Monday, Jan. 6, 2020 — Nelson County residents who support a resolution declaring Nelson County a “2nd Amendment Sanctuary County” are unlikely to see one approved at Tuesday morning’s Nelson Fiscal Court meeting.

DEAN WATTS

The reason why has more to do with unintended consequences that a resolution may cause, and less about the lack of support by the Magistrates or Judge-Executive Dean Watts of the Second Amendment right to bear arms.

In a Monday interview with the Nelson County Gazette, Watts said that he would allow anyone with something to say to speak on the topic of a Second Amendment resolution, but noted that the resolution was not being considered at this time by Nelson Fiscal Court, and was not on the meeting agenda.

Watts said he, County Attorney Matthew Hite and Nelson County Sheriff Ramon Pineiroa met with Matt Lacy last Friday on a proposed Second Amendment Sanctuary ordinance or resolution.

RAMON PINEIROA

Watts said he has concerns that a sanctuary resolution could be misconstrued as superceding state or federal regulations — concerns similar to those expressed by Pineiroa in a lengthy Facebook post about the same meeting.

In his post, Pineiroa explained his reservations on a sanctuary resolution:

My reservation is that this resolution may cause confusion to citizens who don’t understand that this is not a law and does not supercede any law.

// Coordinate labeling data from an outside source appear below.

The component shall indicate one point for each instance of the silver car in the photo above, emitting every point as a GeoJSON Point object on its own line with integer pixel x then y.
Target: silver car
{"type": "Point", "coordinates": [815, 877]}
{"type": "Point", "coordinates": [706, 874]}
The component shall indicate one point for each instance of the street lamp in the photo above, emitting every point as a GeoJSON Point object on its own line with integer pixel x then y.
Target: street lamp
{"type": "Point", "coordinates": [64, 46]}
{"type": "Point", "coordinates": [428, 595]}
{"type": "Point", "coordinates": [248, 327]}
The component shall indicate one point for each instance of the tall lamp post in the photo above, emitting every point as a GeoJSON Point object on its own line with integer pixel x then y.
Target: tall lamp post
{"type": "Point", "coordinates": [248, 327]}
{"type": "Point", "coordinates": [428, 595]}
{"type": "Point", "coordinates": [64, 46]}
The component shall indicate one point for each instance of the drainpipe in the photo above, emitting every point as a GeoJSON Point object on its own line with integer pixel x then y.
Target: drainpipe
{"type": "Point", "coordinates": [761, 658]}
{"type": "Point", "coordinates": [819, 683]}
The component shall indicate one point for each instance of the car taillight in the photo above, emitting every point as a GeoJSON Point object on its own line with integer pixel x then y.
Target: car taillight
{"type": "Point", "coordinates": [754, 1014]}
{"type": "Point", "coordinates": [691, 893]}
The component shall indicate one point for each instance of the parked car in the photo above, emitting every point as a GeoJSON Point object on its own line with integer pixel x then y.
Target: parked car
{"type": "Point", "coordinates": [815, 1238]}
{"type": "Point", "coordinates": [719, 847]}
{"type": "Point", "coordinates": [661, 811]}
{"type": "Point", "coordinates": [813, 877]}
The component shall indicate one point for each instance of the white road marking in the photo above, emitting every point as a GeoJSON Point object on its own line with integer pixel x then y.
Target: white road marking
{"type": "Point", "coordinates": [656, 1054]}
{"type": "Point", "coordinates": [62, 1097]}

For example: Deputy must confiscate weapons from an EPO/IPO/DVO or mentally ill or Court Order and regular citizen will think they don’t have to surrender their firearms since Nelson County will be a 2nd Amendment Sanctuary County. This increases the volatility of these types of call for service.

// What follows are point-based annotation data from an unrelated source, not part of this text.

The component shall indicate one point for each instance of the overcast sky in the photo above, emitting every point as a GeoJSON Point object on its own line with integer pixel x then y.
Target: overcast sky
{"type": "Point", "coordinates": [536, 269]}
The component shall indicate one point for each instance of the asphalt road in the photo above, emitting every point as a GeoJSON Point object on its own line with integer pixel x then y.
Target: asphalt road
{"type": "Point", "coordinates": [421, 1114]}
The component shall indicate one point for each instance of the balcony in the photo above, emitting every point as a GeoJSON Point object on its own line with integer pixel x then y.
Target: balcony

Watts noted that a resolution — if one was approved — does not carry the force of law, and is simply a non-binding statement declaring the court’s support for a topic of stance on a subject.

Local organizers however have received enthusiastic support for a resolution on social media. Coupled with the fact that fiscal courts across Kentucky have recently approved similar resolutions — or plan to consider them — the “Second Amendment Sanctuary County” resolution movement is unlikely to soon go away.

More than a dozen counties have approved similar resolutions. The latest counties whose governments approved resolutions include Spencer County Fiscal Court, Carter County Fiscal Court, which approved a resolution at a special meeting Monday, and Casey County Fiscal Court, which also approved a resolution at its meeting Monday.

More than two dozen counties have planned votes on Second Amendment Sanctuary resolutions, and another two dozen have meetings scheduled to discuss the topic.

WHAT STARTED THE SANCTUARY MOVEMENT? The movement has its beginnings in Virginia and in the results of the November 2019 elections. In that election, the Republican party lost majorities in both houses of the state legislature.

The Democrat-controlled Virginia legislature due to convene this month will consider a wide range of gun control measures, including a “Red Flag” law that would allow the confiscation of weapons from a person deemed dangerous; a ban on some types of “assault rifles”; mandatory background checks for people buying guns and restrictions such as limiting the number of rounds a magazine can have, and prohibitions against devices that allow fast firing, such as bump stocks.

In Kentucky, gun owners and Second Amendment activists point to some of these same types of gun control legislation that has already been filed and will be introduced as legislation in the 2020 Kentucky General Assembly.

At Monday’s Legislative Coffee with 14th District Sen. Jimmy Higdon and 50th District State Rep. Chad McCoy made it clear that the possibility of passage of these stricter gun laws is very unlikely with a Republican-controlled legislature.

NEXT UP. Nelson Fiscal Court meets at 9 a.m. on Tuesday, Dec. 7,, 2020. The public is invited.